My friends kept talking to me about salvation and often confronted me about my need to confess my sin to the Lord. I would get very angry at them because I did not want to hear the truth about who God really was and how my sin affected my relationship with Him. I also did not understand that this was the significant relationship that I had always longed for but had never understood.  My friends were very faithful to talk to me about Christ because they really loved me and wanted me to know the truth even though it was hindering our friendship.

My first service did go well…

They also began inviting me to church. I always made up excuses about why I could not go. I finally agreed to go so that they would stop “bugging” me. My first service did not go well because I was very convicted about my sin. Since I had felt so uneasy, I decided I would not go back again. The Lord continued to use my friends to reveal truth to me. I knew that God was drawing me to Himself, but I did not want to come to Him His way. Jeremiah 31:3 says “The LORD hath appeared of old unto me, saying, Yea, I have loved you with an everlasting love: therefore with loving kindness have I drawn you.” I could sense that drawing and His great love for me.

If you would like to read and listen to more stories from “This Is My Story” click here.

Finally, one day, I surrendered to the truth and decided to believe what God had revealed to me. I knew, even though I didn’t like it, that I was a sinner and needed to confess my sin to my Creator who knew all about me. Romans 10:9 says, “That if you shall confess with your mouth the Lord Jesus, and shall believe in your heart that God has raised Him from the dead, you will be saved.” Now I know that I have been forgiven. The reason that God can forgive sinners is that His Son Jesus Christ died on the cross for our sins and rose again. I had to personally trust Jesus’ work as my only way to heaven.

Now I understand the words of the song “Satisified” which say

“Hallelujah! I have found Him Whom my soul so long has craved!

Jesus satisfies my longings, through His blood I now am saved!”

I am saved from hell, and I have eternal life.

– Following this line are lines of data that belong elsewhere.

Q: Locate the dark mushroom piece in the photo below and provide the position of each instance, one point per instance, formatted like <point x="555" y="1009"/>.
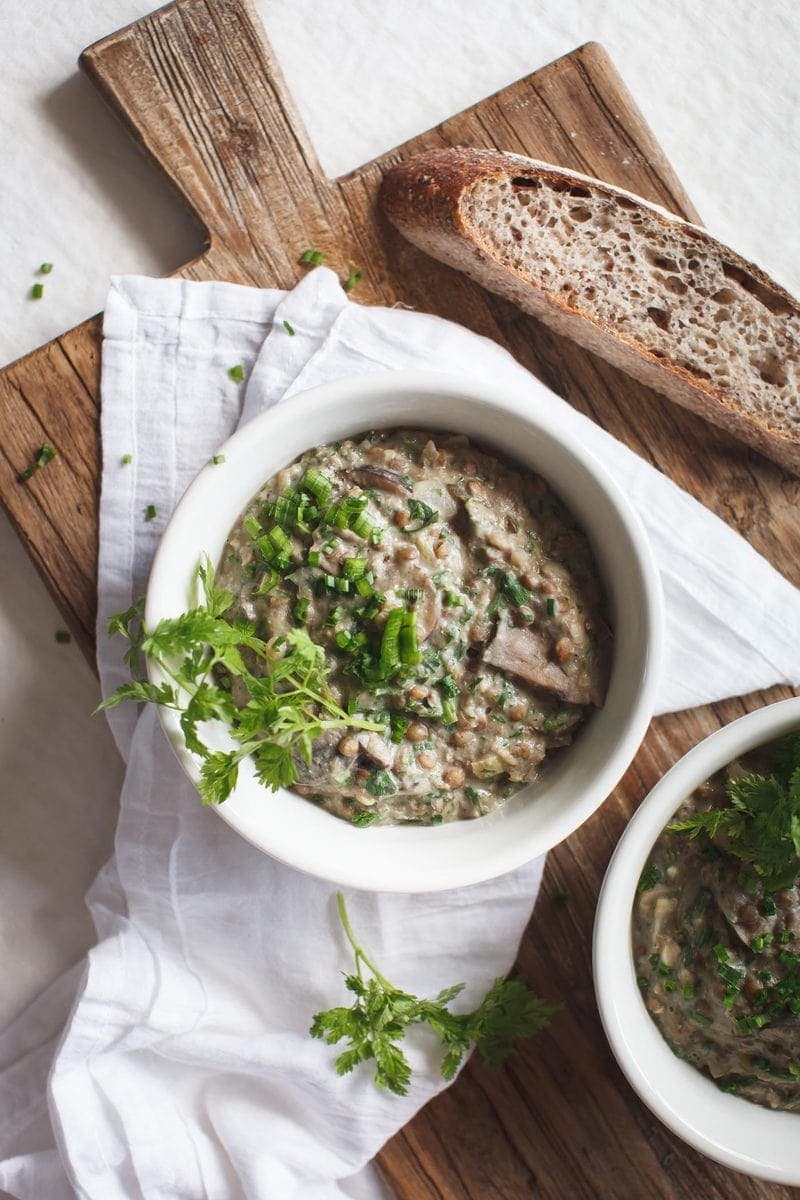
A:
<point x="523" y="653"/>
<point x="382" y="478"/>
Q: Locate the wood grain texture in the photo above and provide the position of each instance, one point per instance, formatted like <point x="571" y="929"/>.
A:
<point x="197" y="85"/>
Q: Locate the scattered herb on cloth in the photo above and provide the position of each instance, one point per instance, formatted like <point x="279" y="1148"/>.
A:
<point x="199" y="653"/>
<point x="382" y="1013"/>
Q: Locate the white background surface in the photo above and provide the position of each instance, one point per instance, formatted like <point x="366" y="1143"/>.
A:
<point x="717" y="83"/>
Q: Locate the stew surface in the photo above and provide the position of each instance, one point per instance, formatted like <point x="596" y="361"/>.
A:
<point x="457" y="603"/>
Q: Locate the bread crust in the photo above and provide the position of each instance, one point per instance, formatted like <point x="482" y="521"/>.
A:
<point x="422" y="197"/>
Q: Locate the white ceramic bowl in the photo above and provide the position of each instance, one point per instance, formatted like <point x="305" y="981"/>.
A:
<point x="733" y="1131"/>
<point x="518" y="425"/>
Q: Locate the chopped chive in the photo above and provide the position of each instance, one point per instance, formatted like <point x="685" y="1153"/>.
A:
<point x="353" y="280"/>
<point x="301" y="609"/>
<point x="409" y="649"/>
<point x="46" y="455"/>
<point x="398" y="725"/>
<point x="312" y="258"/>
<point x="383" y="783"/>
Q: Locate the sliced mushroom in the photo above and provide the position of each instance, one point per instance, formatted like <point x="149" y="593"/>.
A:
<point x="377" y="749"/>
<point x="382" y="478"/>
<point x="523" y="653"/>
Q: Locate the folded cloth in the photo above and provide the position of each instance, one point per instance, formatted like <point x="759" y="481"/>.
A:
<point x="186" y="1069"/>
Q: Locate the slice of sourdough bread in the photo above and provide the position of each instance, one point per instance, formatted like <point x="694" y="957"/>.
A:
<point x="650" y="293"/>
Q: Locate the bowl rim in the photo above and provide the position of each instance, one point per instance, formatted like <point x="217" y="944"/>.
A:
<point x="720" y="1122"/>
<point x="302" y="411"/>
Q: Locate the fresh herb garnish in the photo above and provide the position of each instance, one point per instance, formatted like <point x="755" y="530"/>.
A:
<point x="382" y="1014"/>
<point x="353" y="280"/>
<point x="761" y="822"/>
<point x="311" y="258"/>
<point x="422" y="513"/>
<point x="47" y="454"/>
<point x="289" y="699"/>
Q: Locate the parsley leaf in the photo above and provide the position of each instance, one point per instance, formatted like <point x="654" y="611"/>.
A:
<point x="761" y="822"/>
<point x="284" y="701"/>
<point x="382" y="1014"/>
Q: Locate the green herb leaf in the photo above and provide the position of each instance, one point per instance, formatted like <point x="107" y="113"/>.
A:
<point x="312" y="258"/>
<point x="353" y="280"/>
<point x="382" y="1014"/>
<point x="47" y="454"/>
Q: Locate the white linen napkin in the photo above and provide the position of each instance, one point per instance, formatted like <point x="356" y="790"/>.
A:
<point x="186" y="1069"/>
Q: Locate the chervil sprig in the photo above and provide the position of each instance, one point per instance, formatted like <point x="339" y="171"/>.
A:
<point x="382" y="1013"/>
<point x="761" y="822"/>
<point x="284" y="699"/>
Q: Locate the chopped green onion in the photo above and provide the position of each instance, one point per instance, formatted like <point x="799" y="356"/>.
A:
<point x="46" y="455"/>
<point x="312" y="258"/>
<point x="422" y="513"/>
<point x="383" y="783"/>
<point x="354" y="568"/>
<point x="409" y="649"/>
<point x="364" y="819"/>
<point x="271" y="579"/>
<point x="317" y="485"/>
<point x="301" y="609"/>
<point x="390" y="651"/>
<point x="353" y="280"/>
<point x="398" y="725"/>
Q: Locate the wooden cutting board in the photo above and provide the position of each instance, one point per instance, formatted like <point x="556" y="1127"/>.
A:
<point x="198" y="87"/>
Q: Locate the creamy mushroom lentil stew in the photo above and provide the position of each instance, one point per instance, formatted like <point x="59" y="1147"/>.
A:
<point x="457" y="604"/>
<point x="716" y="945"/>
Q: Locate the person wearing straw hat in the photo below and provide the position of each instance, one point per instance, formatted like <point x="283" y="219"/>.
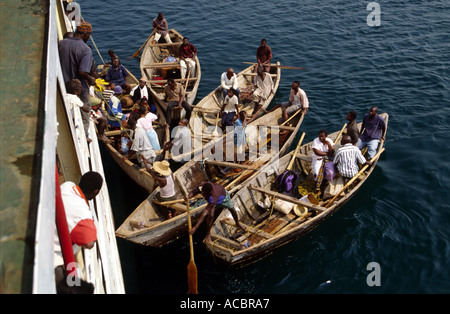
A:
<point x="161" y="172"/>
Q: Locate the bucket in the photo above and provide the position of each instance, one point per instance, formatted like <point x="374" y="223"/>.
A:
<point x="283" y="206"/>
<point x="302" y="210"/>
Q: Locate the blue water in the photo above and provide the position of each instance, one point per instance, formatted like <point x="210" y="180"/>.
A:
<point x="399" y="219"/>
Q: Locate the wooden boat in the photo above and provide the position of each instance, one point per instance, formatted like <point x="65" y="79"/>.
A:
<point x="148" y="226"/>
<point x="156" y="70"/>
<point x="206" y="110"/>
<point x="268" y="229"/>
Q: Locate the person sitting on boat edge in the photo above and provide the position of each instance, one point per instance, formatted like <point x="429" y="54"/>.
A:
<point x="347" y="158"/>
<point x="217" y="197"/>
<point x="229" y="110"/>
<point x="322" y="149"/>
<point x="161" y="172"/>
<point x="374" y="130"/>
<point x="161" y="27"/>
<point x="297" y="100"/>
<point x="352" y="127"/>
<point x="229" y="80"/>
<point x="187" y="53"/>
<point x="117" y="74"/>
<point x="141" y="144"/>
<point x="181" y="144"/>
<point x="176" y="96"/>
<point x="82" y="229"/>
<point x="140" y="91"/>
<point x="264" y="55"/>
<point x="146" y="120"/>
<point x="263" y="89"/>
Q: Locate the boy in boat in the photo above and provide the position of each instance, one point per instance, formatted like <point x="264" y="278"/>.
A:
<point x="374" y="130"/>
<point x="217" y="197"/>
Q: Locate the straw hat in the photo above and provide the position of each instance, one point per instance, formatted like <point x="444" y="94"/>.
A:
<point x="162" y="167"/>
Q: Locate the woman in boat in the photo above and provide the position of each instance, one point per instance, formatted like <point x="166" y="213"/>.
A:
<point x="322" y="147"/>
<point x="217" y="197"/>
<point x="116" y="74"/>
<point x="146" y="120"/>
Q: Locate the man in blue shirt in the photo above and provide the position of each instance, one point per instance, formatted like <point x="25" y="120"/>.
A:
<point x="374" y="128"/>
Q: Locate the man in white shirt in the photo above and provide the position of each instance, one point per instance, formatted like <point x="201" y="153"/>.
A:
<point x="229" y="80"/>
<point x="347" y="158"/>
<point x="141" y="144"/>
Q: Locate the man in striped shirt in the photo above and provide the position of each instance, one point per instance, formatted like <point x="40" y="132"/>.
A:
<point x="347" y="158"/>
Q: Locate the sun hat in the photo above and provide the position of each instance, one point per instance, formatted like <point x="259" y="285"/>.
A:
<point x="162" y="167"/>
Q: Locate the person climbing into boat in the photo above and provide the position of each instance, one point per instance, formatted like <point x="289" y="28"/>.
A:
<point x="240" y="137"/>
<point x="161" y="27"/>
<point x="347" y="158"/>
<point x="161" y="172"/>
<point x="264" y="55"/>
<point x="229" y="80"/>
<point x="176" y="96"/>
<point x="262" y="90"/>
<point x="229" y="110"/>
<point x="297" y="100"/>
<point x="322" y="147"/>
<point x="141" y="145"/>
<point x="117" y="74"/>
<point x="374" y="130"/>
<point x="187" y="53"/>
<point x="217" y="197"/>
<point x="352" y="127"/>
<point x="146" y="120"/>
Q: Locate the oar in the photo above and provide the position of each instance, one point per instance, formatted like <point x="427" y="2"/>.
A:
<point x="191" y="269"/>
<point x="136" y="54"/>
<point x="354" y="178"/>
<point x="280" y="66"/>
<point x="291" y="163"/>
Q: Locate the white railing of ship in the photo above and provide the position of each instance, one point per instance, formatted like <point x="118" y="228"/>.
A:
<point x="100" y="265"/>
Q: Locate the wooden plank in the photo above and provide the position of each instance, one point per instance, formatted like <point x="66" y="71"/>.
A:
<point x="286" y="198"/>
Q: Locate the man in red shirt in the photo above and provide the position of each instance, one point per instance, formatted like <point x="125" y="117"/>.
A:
<point x="187" y="53"/>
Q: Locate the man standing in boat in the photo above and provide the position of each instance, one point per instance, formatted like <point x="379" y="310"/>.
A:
<point x="187" y="53"/>
<point x="76" y="62"/>
<point x="161" y="28"/>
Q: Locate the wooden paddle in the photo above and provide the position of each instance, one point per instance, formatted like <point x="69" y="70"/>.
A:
<point x="280" y="66"/>
<point x="191" y="268"/>
<point x="353" y="179"/>
<point x="291" y="163"/>
<point x="136" y="54"/>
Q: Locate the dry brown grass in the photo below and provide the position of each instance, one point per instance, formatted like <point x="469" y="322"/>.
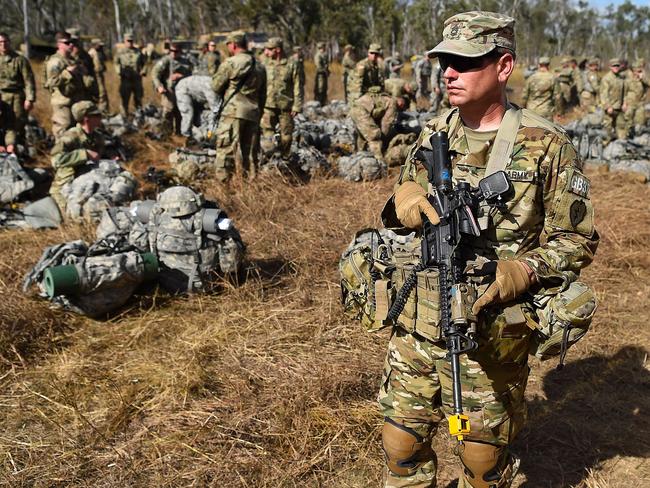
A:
<point x="267" y="385"/>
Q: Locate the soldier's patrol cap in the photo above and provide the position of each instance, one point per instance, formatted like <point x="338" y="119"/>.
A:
<point x="84" y="109"/>
<point x="474" y="34"/>
<point x="238" y="37"/>
<point x="273" y="43"/>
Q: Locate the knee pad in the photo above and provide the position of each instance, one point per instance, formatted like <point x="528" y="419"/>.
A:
<point x="487" y="465"/>
<point x="405" y="449"/>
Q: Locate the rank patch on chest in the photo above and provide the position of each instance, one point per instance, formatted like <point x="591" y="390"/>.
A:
<point x="520" y="175"/>
<point x="579" y="185"/>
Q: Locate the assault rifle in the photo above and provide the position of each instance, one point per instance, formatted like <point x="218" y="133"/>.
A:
<point x="442" y="249"/>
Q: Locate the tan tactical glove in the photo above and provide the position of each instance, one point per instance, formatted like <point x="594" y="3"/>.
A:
<point x="410" y="202"/>
<point x="512" y="279"/>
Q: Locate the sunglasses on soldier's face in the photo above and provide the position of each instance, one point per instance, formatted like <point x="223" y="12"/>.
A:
<point x="462" y="64"/>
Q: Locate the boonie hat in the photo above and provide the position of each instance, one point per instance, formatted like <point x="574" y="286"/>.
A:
<point x="474" y="34"/>
<point x="84" y="109"/>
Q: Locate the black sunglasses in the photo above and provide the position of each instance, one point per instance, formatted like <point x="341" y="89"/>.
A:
<point x="462" y="64"/>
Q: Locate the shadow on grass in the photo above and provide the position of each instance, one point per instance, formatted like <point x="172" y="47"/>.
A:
<point x="596" y="409"/>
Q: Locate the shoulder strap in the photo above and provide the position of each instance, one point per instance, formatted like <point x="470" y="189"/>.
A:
<point x="504" y="141"/>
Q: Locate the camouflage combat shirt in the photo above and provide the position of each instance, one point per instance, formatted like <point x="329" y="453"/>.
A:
<point x="16" y="75"/>
<point x="549" y="220"/>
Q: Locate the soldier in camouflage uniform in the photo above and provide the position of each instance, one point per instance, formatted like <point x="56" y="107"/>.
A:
<point x="348" y="64"/>
<point x="535" y="243"/>
<point x="67" y="83"/>
<point x="209" y="60"/>
<point x="17" y="92"/>
<point x="590" y="85"/>
<point x="77" y="146"/>
<point x="285" y="86"/>
<point x="322" y="73"/>
<point x="98" y="56"/>
<point x="374" y="115"/>
<point x="166" y="73"/>
<point x="240" y="81"/>
<point x="611" y="98"/>
<point x="130" y="67"/>
<point x="540" y="92"/>
<point x="368" y="73"/>
<point x="636" y="91"/>
<point x="393" y="65"/>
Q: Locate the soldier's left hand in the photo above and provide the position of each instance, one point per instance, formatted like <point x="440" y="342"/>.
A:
<point x="512" y="278"/>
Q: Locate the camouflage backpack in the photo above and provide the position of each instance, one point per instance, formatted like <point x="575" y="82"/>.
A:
<point x="90" y="280"/>
<point x="194" y="241"/>
<point x="365" y="268"/>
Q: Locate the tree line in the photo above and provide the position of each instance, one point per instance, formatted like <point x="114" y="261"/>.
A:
<point x="545" y="27"/>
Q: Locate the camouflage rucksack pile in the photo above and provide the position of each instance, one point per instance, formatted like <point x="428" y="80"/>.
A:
<point x="191" y="164"/>
<point x="91" y="280"/>
<point x="104" y="184"/>
<point x="361" y="166"/>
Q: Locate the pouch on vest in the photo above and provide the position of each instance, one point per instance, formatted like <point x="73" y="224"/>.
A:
<point x="564" y="320"/>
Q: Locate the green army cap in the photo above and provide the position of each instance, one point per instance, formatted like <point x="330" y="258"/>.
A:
<point x="474" y="34"/>
<point x="273" y="43"/>
<point x="84" y="109"/>
<point x="238" y="37"/>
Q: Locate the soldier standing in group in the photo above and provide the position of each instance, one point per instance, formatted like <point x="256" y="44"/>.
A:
<point x="535" y="245"/>
<point x="17" y="92"/>
<point x="96" y="53"/>
<point x="636" y="91"/>
<point x="540" y="92"/>
<point x="611" y="99"/>
<point x="368" y="73"/>
<point x="130" y="67"/>
<point x="168" y="71"/>
<point x="422" y="70"/>
<point x="77" y="146"/>
<point x="209" y="60"/>
<point x="374" y="115"/>
<point x="348" y="64"/>
<point x="285" y="85"/>
<point x="590" y="85"/>
<point x="322" y="73"/>
<point x="67" y="83"/>
<point x="393" y="66"/>
<point x="240" y="81"/>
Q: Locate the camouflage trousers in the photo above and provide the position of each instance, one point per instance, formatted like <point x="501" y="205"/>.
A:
<point x="320" y="88"/>
<point x="275" y="120"/>
<point x="416" y="391"/>
<point x="15" y="117"/>
<point x="635" y="117"/>
<point x="130" y="87"/>
<point x="238" y="144"/>
<point x="171" y="115"/>
<point x="102" y="94"/>
<point x="614" y="125"/>
<point x="61" y="120"/>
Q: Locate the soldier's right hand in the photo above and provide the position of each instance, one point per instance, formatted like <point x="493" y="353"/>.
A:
<point x="411" y="202"/>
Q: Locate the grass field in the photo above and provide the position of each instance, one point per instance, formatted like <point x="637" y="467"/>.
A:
<point x="267" y="385"/>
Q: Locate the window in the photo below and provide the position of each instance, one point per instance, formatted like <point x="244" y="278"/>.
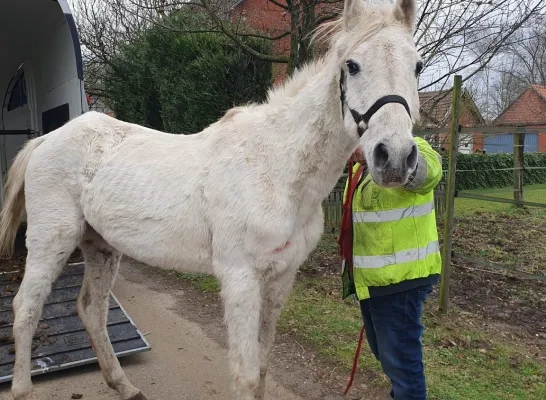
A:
<point x="18" y="92"/>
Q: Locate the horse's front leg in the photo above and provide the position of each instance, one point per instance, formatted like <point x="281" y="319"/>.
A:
<point x="241" y="295"/>
<point x="275" y="293"/>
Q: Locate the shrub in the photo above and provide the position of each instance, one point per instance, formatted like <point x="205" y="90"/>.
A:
<point x="182" y="82"/>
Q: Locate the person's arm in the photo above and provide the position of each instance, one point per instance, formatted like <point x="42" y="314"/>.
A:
<point x="428" y="172"/>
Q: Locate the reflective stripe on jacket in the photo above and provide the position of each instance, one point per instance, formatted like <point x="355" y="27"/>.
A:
<point x="395" y="238"/>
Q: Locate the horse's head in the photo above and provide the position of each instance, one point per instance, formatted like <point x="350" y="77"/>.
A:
<point x="380" y="68"/>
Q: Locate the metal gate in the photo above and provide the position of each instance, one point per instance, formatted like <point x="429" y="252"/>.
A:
<point x="504" y="143"/>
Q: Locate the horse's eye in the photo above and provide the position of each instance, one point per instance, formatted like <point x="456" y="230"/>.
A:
<point x="353" y="67"/>
<point x="418" y="68"/>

Now that I truly know Him as my personal Savior, I believe I have found not only what I was seeking but also the greatest treasure that exists!  Psalm 16:11 says, “You will show me the path of life: in Your presence is fullness of joy; at Your right hand there are pleasures for evermore.” I have Someone to guide me through life, Someone who gives me complete joy, and Someone who gives me unending pleasure. And guess what else I have!  A Heavenly Father who loves me with an everlasting love. I have found the One whom I was craving. My longings are satisfied!  I have found the greatest treasure!

Are you searching for truth and significance? Do you truly want to know God? Is He drawing you to Himself? God longs for you to find Him so that you can have the greatest treasure!